Giovanni Michelucci nasce a Pistoia il 2 gennaio 1891 da Bartolommeo e Ida Borri.

La famiglia era proprietaria di una qualificata officina per la lavorazione artigianale e artistica del ferro fondata nel 1864 dal nonno Giuseppe, le Officine Michelucci, teatro delle sue prime esperienze di vita e di modellazione della materia.

Dopo gli studi all’Istituto Superiore di Architettura di Firenze e le esperienze professionali e artistiche nella provincia toscana, si trasferisce a Roma dove conosce la sua futura moglie Eloisa Pacini (1927) , insegna al corso di architettura del Regio Istituto Tecnico Industriale e ottiene i suoi primi successi professionali.

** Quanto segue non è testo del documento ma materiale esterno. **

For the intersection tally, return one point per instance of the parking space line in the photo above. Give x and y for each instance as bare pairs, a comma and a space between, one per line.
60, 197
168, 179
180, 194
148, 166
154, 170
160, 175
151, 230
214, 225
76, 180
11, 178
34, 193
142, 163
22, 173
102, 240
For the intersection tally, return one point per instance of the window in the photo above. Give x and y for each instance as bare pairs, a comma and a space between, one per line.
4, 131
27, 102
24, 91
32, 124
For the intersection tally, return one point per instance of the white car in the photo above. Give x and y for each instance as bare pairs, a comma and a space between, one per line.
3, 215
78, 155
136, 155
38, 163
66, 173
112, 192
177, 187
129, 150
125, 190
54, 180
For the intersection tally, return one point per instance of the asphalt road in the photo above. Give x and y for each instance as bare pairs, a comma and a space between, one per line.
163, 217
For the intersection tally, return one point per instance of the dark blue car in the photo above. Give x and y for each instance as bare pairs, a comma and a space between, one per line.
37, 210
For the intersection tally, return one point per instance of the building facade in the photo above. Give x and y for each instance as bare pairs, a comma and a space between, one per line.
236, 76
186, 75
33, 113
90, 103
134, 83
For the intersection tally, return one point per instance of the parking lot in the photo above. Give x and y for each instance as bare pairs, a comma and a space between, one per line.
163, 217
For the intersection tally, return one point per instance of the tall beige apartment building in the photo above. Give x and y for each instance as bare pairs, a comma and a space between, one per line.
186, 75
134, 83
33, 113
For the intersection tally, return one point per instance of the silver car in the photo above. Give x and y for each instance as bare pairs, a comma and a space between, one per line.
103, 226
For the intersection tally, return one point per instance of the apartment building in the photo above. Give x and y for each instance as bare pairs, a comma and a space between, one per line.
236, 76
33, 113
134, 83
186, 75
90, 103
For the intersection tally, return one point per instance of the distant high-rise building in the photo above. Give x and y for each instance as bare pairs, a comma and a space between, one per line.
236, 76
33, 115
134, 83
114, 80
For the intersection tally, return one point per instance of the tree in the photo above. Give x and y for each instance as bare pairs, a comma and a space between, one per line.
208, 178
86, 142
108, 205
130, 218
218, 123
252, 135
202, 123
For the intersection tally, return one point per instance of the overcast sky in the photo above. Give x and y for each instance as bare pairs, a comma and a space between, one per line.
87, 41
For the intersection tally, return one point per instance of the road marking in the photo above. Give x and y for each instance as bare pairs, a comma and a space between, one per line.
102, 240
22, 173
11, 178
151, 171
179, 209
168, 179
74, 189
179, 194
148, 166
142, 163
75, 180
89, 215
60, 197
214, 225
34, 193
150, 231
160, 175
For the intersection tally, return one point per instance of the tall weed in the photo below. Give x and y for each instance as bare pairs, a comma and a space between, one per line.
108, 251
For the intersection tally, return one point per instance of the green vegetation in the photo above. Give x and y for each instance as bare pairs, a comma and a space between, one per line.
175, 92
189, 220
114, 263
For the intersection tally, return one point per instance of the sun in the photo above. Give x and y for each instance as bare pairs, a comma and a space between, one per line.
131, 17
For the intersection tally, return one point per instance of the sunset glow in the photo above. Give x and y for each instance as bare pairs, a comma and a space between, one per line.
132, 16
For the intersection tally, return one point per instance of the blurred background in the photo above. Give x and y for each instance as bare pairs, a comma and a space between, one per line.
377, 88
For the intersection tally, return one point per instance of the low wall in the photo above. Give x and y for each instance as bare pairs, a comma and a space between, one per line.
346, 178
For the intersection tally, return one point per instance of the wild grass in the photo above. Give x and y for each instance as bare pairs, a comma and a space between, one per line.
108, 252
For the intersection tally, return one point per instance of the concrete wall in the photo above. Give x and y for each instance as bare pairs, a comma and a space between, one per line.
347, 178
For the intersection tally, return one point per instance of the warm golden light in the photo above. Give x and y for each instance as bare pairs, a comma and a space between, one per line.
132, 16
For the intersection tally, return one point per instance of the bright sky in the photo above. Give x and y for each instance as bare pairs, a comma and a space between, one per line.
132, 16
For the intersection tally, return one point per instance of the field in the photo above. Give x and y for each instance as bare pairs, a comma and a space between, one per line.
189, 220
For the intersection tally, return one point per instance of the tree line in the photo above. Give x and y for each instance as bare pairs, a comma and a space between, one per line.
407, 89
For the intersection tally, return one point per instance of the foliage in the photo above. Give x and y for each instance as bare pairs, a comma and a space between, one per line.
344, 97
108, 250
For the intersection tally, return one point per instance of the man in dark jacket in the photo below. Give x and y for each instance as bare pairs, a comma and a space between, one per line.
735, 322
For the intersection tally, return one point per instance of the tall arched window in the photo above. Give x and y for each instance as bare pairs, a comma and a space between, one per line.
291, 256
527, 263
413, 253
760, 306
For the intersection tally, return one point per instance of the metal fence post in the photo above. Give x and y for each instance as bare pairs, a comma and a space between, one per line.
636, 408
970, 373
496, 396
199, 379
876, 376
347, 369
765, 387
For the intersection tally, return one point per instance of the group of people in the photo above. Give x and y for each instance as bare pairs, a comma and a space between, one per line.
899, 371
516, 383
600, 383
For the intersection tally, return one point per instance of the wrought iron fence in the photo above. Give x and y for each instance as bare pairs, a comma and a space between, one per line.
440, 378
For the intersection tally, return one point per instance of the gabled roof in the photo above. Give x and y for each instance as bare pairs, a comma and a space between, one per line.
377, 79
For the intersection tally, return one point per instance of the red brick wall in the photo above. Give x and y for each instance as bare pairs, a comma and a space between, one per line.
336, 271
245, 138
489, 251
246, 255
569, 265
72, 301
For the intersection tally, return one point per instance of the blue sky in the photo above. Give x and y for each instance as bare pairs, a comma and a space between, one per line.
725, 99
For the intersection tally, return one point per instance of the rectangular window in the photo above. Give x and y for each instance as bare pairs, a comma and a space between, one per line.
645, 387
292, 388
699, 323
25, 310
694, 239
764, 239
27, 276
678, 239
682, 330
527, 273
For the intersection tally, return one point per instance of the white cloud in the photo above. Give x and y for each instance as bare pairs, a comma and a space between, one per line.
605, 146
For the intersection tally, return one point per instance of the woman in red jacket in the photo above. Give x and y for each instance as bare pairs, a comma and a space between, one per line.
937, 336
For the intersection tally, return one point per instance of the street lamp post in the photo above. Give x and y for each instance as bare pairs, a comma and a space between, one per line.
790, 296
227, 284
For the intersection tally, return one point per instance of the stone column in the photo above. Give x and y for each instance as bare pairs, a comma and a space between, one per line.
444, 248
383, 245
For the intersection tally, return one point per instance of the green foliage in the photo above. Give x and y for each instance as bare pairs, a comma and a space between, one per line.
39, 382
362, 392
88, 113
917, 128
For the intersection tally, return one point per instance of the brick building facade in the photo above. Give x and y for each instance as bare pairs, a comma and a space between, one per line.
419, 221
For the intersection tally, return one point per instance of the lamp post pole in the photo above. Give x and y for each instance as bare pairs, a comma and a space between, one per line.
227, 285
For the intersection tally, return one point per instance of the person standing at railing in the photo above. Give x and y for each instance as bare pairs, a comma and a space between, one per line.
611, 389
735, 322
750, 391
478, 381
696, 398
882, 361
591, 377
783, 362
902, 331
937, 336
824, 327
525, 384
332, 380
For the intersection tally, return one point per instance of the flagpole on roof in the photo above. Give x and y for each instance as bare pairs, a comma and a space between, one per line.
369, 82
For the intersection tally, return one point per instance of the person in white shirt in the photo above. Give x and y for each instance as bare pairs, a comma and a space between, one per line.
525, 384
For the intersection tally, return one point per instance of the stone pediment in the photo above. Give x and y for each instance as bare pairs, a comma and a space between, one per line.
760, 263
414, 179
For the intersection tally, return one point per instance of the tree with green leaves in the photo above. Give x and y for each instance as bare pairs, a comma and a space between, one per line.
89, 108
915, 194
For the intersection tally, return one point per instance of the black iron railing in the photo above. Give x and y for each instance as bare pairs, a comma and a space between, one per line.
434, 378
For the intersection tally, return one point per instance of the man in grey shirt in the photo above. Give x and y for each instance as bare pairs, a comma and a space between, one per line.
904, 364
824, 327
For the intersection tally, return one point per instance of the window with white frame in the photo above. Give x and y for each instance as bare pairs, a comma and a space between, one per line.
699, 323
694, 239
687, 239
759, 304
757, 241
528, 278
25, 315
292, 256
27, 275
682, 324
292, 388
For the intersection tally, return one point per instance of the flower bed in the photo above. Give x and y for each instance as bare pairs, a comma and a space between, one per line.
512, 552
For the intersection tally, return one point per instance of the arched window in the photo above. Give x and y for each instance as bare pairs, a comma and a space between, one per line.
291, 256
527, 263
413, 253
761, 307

I riconoscimenti ottenuti lo accreditano come una voce originale e autonoma nel dibattito dell’architettura italiana, animato dal confronto tra la giovane generazione dei razionalisti e la cultura accademica nazionale.

Gli anni romani con  la progettazione di due Istituti per la Città universitaria e la vittoria al Concorso per il nuovo fabbricato della Stazione di Firenze nel 1932, ottenuta col Gruppo Toscano, sanciscono il ruolo di Michelucci nel rinnovamento dell’architettura italiana.

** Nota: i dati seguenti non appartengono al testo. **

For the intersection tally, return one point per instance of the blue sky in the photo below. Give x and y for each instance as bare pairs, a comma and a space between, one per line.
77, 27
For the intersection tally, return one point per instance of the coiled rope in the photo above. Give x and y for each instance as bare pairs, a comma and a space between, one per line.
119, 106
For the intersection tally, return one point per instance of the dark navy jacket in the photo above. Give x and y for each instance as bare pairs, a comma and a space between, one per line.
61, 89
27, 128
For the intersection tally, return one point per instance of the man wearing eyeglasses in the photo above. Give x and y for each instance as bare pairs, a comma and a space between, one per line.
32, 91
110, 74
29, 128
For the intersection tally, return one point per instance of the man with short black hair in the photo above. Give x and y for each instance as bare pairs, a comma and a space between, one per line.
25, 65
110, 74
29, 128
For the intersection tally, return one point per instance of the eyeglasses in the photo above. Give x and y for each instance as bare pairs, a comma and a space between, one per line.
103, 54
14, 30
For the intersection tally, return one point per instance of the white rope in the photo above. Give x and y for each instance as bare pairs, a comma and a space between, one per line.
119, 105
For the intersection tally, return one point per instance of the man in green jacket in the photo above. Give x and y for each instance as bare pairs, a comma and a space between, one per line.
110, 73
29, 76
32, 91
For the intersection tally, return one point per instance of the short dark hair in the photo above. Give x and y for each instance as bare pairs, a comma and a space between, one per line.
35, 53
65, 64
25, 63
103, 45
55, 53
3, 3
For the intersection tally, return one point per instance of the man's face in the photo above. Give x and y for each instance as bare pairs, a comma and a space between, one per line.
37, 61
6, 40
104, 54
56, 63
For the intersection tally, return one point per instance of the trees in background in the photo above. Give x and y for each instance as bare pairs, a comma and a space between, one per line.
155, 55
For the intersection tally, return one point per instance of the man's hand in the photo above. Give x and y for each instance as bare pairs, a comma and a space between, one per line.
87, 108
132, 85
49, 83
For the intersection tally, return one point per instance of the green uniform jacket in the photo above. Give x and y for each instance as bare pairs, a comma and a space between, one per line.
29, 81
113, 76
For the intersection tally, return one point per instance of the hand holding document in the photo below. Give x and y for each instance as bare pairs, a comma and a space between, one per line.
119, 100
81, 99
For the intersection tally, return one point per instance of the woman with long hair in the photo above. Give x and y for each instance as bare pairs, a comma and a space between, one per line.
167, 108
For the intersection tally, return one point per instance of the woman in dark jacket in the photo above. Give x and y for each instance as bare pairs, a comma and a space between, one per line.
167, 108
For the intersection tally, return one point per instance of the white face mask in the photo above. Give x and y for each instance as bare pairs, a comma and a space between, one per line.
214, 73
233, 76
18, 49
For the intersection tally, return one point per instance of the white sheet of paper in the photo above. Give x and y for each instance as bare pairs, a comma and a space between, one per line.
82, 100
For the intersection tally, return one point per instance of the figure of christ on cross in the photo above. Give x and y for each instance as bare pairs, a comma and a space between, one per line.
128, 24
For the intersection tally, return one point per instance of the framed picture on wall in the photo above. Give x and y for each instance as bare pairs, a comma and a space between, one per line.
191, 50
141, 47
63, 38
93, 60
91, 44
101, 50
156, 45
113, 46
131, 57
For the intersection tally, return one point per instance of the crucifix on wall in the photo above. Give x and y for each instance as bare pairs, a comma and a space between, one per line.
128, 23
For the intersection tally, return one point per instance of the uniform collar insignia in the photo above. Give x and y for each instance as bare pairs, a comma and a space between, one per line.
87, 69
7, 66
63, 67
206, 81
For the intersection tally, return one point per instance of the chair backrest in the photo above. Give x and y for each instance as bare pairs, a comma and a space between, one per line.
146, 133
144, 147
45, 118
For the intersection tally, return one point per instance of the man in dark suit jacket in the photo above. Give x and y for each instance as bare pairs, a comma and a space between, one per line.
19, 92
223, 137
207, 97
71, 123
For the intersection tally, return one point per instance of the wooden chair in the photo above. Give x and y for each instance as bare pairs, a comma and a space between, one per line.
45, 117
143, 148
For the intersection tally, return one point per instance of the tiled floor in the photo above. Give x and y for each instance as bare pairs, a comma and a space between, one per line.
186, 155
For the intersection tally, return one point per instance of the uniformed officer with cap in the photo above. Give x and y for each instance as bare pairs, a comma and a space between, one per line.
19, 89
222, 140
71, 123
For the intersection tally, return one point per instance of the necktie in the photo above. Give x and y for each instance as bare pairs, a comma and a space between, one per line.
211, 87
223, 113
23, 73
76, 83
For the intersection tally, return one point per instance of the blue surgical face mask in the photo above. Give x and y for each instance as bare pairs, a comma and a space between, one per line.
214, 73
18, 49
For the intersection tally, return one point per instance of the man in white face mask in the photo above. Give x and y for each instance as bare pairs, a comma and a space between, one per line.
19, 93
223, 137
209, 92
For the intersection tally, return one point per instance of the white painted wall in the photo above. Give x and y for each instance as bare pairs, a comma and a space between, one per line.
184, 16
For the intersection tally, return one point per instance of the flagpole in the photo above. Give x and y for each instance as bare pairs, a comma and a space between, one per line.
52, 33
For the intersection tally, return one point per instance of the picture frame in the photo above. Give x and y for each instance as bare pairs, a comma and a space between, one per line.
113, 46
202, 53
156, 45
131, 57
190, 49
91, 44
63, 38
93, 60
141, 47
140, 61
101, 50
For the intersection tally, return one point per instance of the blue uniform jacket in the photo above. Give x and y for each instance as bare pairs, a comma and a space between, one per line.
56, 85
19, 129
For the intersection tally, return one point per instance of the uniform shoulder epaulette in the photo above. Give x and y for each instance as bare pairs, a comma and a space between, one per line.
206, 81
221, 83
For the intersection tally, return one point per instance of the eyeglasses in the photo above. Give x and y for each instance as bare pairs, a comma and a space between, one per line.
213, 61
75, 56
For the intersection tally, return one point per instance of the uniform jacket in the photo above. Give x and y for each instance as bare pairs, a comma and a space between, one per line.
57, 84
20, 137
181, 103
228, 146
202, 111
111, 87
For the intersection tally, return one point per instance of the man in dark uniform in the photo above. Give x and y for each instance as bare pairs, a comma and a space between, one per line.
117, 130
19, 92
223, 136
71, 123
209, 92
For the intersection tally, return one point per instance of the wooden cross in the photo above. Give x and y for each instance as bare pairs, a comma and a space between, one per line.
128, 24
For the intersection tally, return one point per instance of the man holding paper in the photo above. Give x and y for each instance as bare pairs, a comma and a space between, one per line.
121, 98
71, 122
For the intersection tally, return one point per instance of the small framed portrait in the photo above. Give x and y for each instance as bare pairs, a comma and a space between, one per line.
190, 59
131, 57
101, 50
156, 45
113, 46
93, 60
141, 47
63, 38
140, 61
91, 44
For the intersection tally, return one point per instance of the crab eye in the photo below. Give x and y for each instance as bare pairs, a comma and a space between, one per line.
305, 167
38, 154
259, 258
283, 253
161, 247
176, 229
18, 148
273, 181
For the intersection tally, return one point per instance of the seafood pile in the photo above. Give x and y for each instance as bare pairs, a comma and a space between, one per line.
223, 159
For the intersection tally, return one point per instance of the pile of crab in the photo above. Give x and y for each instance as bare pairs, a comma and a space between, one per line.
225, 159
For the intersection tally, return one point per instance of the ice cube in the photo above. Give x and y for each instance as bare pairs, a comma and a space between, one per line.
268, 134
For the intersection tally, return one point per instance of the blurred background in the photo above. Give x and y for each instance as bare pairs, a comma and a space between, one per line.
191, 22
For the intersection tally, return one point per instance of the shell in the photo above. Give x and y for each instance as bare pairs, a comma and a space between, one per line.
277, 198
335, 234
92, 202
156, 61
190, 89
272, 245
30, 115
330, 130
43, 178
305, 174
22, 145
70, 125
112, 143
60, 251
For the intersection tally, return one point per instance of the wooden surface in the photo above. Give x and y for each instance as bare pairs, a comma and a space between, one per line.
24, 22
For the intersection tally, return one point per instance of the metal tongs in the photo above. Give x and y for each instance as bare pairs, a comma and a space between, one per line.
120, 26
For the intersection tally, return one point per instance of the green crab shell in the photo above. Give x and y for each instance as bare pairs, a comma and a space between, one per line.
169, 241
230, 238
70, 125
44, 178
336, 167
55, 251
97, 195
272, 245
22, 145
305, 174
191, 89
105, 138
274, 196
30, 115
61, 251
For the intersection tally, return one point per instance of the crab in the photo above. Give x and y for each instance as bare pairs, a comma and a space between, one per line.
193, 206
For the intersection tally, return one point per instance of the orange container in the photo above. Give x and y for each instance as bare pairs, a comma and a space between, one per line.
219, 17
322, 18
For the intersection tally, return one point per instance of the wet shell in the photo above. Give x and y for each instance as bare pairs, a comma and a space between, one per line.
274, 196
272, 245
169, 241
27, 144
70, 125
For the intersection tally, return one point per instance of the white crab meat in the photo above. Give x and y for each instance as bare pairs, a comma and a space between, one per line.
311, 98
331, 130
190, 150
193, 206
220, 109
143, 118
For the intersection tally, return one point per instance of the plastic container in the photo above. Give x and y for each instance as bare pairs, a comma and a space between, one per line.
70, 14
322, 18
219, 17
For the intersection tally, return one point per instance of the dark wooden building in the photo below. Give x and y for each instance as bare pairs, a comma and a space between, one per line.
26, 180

La ricostruzione del paese dopo le distruzioni belliche lo vedrà tra i protagonisti del dibattito architettonico sia attraverso la rivista “La nuova città”, da lui fondata alla fine del 1945, che attraverso l’esemplarità delle sue proposte e dei suoi interventi  nel centro distrutto di Firenze.

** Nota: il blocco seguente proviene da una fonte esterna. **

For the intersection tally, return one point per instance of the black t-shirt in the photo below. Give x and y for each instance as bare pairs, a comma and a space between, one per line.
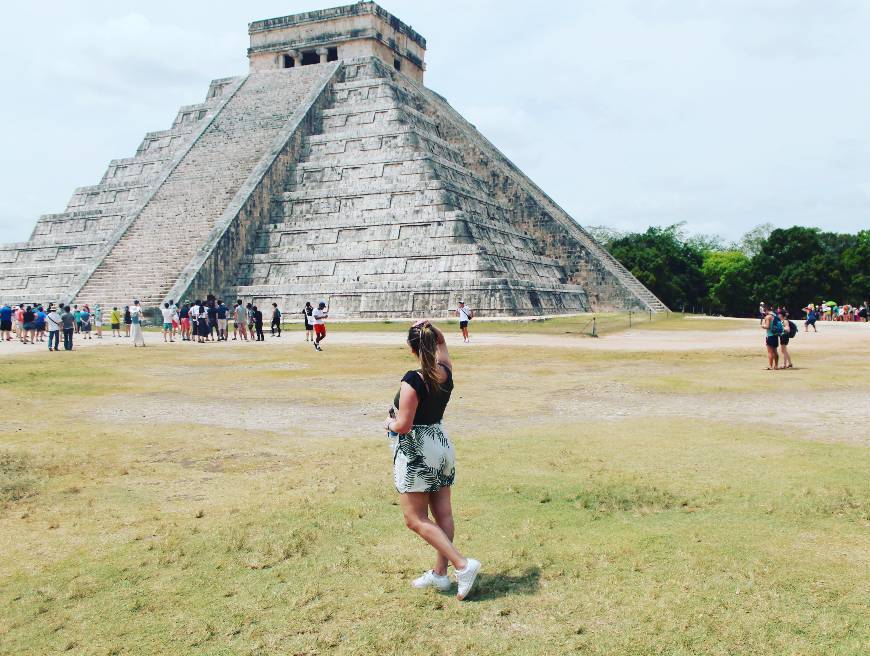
430, 407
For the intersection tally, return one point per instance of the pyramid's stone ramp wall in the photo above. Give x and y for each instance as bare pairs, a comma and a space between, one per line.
161, 240
610, 285
383, 218
65, 247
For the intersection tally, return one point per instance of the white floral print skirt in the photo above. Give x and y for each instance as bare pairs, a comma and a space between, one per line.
423, 460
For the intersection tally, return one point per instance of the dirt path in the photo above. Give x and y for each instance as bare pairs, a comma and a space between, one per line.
745, 334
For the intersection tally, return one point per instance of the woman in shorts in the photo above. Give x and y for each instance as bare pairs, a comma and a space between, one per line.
771, 341
783, 340
28, 325
86, 322
115, 319
309, 322
424, 466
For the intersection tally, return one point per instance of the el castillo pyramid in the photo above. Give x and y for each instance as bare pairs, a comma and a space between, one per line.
331, 172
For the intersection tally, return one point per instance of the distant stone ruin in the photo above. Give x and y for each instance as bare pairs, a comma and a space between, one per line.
327, 172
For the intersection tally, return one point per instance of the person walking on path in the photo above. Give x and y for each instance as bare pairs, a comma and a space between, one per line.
276, 320
168, 316
68, 322
98, 320
222, 311
465, 315
258, 323
6, 323
812, 317
39, 323
320, 315
784, 338
771, 339
28, 331
136, 322
54, 325
249, 309
115, 320
306, 318
240, 318
211, 312
424, 461
184, 321
85, 322
176, 319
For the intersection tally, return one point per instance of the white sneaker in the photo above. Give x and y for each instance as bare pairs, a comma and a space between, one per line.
432, 580
465, 578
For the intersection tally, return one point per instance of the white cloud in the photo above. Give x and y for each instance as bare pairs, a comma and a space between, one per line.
627, 112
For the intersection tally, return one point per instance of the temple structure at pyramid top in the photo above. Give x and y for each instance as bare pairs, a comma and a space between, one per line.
327, 172
358, 31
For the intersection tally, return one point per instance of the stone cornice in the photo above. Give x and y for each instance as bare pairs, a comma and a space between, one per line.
359, 9
326, 39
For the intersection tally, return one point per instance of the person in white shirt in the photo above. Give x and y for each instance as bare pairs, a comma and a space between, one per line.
169, 315
465, 315
318, 316
54, 321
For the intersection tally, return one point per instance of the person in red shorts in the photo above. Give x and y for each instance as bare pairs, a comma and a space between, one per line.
318, 316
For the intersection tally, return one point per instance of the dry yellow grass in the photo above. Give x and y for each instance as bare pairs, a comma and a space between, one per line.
237, 500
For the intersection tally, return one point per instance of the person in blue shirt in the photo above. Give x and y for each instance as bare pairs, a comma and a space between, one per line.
85, 322
6, 322
221, 311
40, 324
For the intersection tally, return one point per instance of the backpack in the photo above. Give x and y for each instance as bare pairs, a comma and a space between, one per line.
776, 326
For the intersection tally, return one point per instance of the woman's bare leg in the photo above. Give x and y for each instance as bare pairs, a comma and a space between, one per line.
442, 513
415, 508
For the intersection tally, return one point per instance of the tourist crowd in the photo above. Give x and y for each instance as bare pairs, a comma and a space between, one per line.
193, 321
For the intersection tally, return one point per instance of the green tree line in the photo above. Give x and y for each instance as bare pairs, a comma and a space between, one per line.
782, 266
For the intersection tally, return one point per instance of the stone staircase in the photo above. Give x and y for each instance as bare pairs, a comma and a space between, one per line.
381, 215
475, 147
65, 246
146, 260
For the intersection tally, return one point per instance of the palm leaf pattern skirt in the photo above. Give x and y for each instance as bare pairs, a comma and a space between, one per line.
423, 460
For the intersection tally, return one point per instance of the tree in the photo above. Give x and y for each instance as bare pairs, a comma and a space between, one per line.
753, 240
727, 275
798, 265
856, 265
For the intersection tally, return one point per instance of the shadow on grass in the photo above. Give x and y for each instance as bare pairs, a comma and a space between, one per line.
493, 586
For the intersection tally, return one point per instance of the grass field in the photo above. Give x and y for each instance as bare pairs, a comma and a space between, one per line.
237, 500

Divenuto preside della Facoltà di architettura di Firenze, dopo la Liberazione, sarà propugnatore di un profondo rinnovamento disciplinare dell’architettura e dell’urbanistica e del ruolo della Facoltà rispetto ai problemi della città, di cui sarà manifesto la lettera scritta agli studenti e ai docenti della Facoltà a titolo “La felicità dell’architetto”.

Nel 1948 si trasferisce alla Facoltà d’ingegneria di Bologna e negli anni cinquanta e sessanta prosegue la sua personale rivoluzione architettonica attraverso il ciclo delle chiese, culminato con la chiesa dell’Autostrada e quella di Longarone, e numerose altre opere pubbliche e private.

Gli anni Settanta e Ottanta lo vedono ancora protagonista della complessità di eventi, trasformazioni, idee che animarono quegli anni e che Michelucci traduce oltre che nei nuovi progetti anche nella costituzione di una Fondazione attenta alla complessità delle questioni sociali e dei problemi urbani.

Il progetto per il nuovo ospedale di Sarzana e quello per il Giardino degli Incontri al carcere di Sollicciano a Firenze delimitano la straordinaria vitalità dell’ultimo Michelucci, entusiasta e infaticabile, anticonformista e innovatore.

Dopo “una vita lunga un secolo” muore la notte del 31 dicembre del 1990, due giorni prima il compimento del centesimo compleanno, nella casa-studio di Fiesole, sede della Fondazione da lui costituita nel 1982.